Dopo una lunga attesa carica di apprensione, Leonardo Bove, il sedicenne del liceo Virgilio rimasto gravemente ferito nell’incendio di Crans-Montana, è stato finalmente trasferito all’Ospedale Niguarda di Milano. Fino a oggi il ragazzo era ricoverato a Zurigo, dove i medici lo avevano stabilizzato dopo le prime cure d’urgenza. Le sue condizioni restano molto serie: ustioni su oltre il 50% del corpo e importanti danni dovuti all’inalazione di fumi tossici.
Condizioni critiche e prognosi riservata
Con l’arrivo di Leonardo, sale a dodici il numero dei pazienti ricoverati al Niguarda a seguito della tragedia svizzera. Tutti si trovano in condizioni gravi e con prognosi riservata, seguiti dal Centro grandi ustioni dell’ospedale milanese, uno dei più specializzati in Europa. Il quadro clinico resta complesso e richiederà tempi lunghi di cura e monitoraggio costante.
Il via libera dei medici e l’attesa per il meteo
Il trasferimento non è stato immediato. Per giorni le condizioni del ragazzo avevano reso impossibile qualsiasi spostamento. Il via libera definitivo è arrivato soltanto nella mattinata di domenica 11 gennaio, dopo nuove valutazioni cliniche. A rallentare ulteriormente le operazioni ci si è messo anche il maltempo: nevicate intense e condizioni difficili sulle Alpi svizzere hanno costretto l’elicottero sanitario ad attendere una finestra meteo favorevole prima di decollare.

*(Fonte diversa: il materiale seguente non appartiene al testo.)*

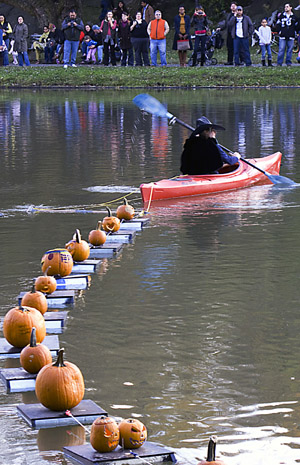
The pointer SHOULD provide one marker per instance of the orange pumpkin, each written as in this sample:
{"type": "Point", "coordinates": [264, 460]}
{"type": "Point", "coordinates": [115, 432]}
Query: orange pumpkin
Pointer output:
{"type": "Point", "coordinates": [78, 248]}
{"type": "Point", "coordinates": [18, 324]}
{"type": "Point", "coordinates": [111, 223]}
{"type": "Point", "coordinates": [35, 299]}
{"type": "Point", "coordinates": [125, 212]}
{"type": "Point", "coordinates": [58, 262]}
{"type": "Point", "coordinates": [34, 356]}
{"type": "Point", "coordinates": [104, 434]}
{"type": "Point", "coordinates": [133, 433]}
{"type": "Point", "coordinates": [211, 454]}
{"type": "Point", "coordinates": [59, 386]}
{"type": "Point", "coordinates": [45, 283]}
{"type": "Point", "coordinates": [97, 236]}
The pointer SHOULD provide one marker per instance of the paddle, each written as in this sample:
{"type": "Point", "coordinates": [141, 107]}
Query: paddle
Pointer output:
{"type": "Point", "coordinates": [151, 105]}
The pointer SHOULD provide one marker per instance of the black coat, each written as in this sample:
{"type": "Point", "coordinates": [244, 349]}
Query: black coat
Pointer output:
{"type": "Point", "coordinates": [200, 156]}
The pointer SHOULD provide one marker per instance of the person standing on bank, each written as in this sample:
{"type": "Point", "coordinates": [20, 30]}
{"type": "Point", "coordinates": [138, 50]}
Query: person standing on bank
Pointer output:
{"type": "Point", "coordinates": [199, 21]}
{"type": "Point", "coordinates": [20, 34]}
{"type": "Point", "coordinates": [71, 27]}
{"type": "Point", "coordinates": [182, 24]}
{"type": "Point", "coordinates": [140, 40]}
{"type": "Point", "coordinates": [265, 37]}
{"type": "Point", "coordinates": [158, 29]}
{"type": "Point", "coordinates": [202, 154]}
{"type": "Point", "coordinates": [241, 31]}
{"type": "Point", "coordinates": [287, 25]}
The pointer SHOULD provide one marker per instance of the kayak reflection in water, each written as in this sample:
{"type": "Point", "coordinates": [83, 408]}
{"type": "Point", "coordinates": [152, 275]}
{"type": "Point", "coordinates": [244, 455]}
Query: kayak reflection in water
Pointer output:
{"type": "Point", "coordinates": [202, 153]}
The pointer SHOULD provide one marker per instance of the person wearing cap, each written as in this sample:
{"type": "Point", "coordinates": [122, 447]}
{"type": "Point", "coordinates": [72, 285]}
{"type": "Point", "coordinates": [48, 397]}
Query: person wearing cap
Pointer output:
{"type": "Point", "coordinates": [287, 26]}
{"type": "Point", "coordinates": [241, 31]}
{"type": "Point", "coordinates": [201, 153]}
{"type": "Point", "coordinates": [158, 29]}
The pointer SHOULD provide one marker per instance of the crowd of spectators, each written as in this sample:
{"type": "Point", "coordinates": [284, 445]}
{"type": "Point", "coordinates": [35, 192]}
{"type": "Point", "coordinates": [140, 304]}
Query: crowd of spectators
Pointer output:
{"type": "Point", "coordinates": [129, 38]}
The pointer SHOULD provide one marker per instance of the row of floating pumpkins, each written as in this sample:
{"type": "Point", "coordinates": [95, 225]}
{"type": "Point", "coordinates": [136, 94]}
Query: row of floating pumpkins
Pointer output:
{"type": "Point", "coordinates": [60, 385]}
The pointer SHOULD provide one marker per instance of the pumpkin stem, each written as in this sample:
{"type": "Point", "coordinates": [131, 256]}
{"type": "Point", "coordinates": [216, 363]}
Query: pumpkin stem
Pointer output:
{"type": "Point", "coordinates": [33, 337]}
{"type": "Point", "coordinates": [60, 359]}
{"type": "Point", "coordinates": [78, 236]}
{"type": "Point", "coordinates": [211, 450]}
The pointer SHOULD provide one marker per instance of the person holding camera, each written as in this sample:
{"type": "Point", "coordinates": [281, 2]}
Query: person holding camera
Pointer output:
{"type": "Point", "coordinates": [72, 26]}
{"type": "Point", "coordinates": [199, 22]}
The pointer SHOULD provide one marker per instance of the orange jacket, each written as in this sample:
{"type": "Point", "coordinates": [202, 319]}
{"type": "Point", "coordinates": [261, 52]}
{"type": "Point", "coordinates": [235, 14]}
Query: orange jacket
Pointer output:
{"type": "Point", "coordinates": [157, 29]}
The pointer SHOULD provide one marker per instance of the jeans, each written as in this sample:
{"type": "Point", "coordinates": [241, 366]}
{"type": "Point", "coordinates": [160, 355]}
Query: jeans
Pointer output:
{"type": "Point", "coordinates": [266, 48]}
{"type": "Point", "coordinates": [241, 44]}
{"type": "Point", "coordinates": [141, 51]}
{"type": "Point", "coordinates": [70, 47]}
{"type": "Point", "coordinates": [127, 52]}
{"type": "Point", "coordinates": [285, 44]}
{"type": "Point", "coordinates": [100, 53]}
{"type": "Point", "coordinates": [155, 46]}
{"type": "Point", "coordinates": [199, 40]}
{"type": "Point", "coordinates": [5, 53]}
{"type": "Point", "coordinates": [23, 56]}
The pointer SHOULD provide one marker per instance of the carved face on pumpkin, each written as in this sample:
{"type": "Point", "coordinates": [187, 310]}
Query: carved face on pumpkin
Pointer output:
{"type": "Point", "coordinates": [133, 433]}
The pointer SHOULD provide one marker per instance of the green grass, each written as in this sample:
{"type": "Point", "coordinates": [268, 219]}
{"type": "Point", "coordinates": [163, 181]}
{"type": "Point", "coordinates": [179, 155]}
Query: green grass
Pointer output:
{"type": "Point", "coordinates": [99, 76]}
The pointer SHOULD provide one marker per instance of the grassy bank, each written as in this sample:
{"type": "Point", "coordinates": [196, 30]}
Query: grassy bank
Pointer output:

Il viaggio in elicottero verso il Niguarda
Una volta aperto lo spiraglio giusto, l’elicottero dell’Areu, partito dalla base di Bergamo con a bordo l’equipe sanitaria specializzata, ha raggiunto Zurigo per riportare il giovane in Italia. Il volo si è svolto sotto stretto controllo medico, data la delicatezza delle condizioni del paziente. In serata Leonardo è stato accolto al Niguarda, dove è stato immediatamente preso in carico dai medici del reparto.
Riunito agli altri ragazzi feriti
Al Niguarda Leonardo ha raggiunto gli altri undici feriti italiani, tra cui anche tre suoi compagni di classe, rimasti coinvolti nella tragedia della notte di Capodanno. Per le famiglie, pur nel dolore e nella preoccupazione, il rientro in Italia rappresenta un passo importante: ora tutti i ragazzi sono seguiti nello stesso centro, con cure altamente specializzate e un supporto continuo anche dal punto di vista psicologico.
La strada verso la guarigione resta lunga e incerta, ma il trasferimento segna un nuovo capitolo nella battaglia di Leonardo e degli altri giovani contro le conseguenze di una tragedia che ha segnato profondamente tante vite.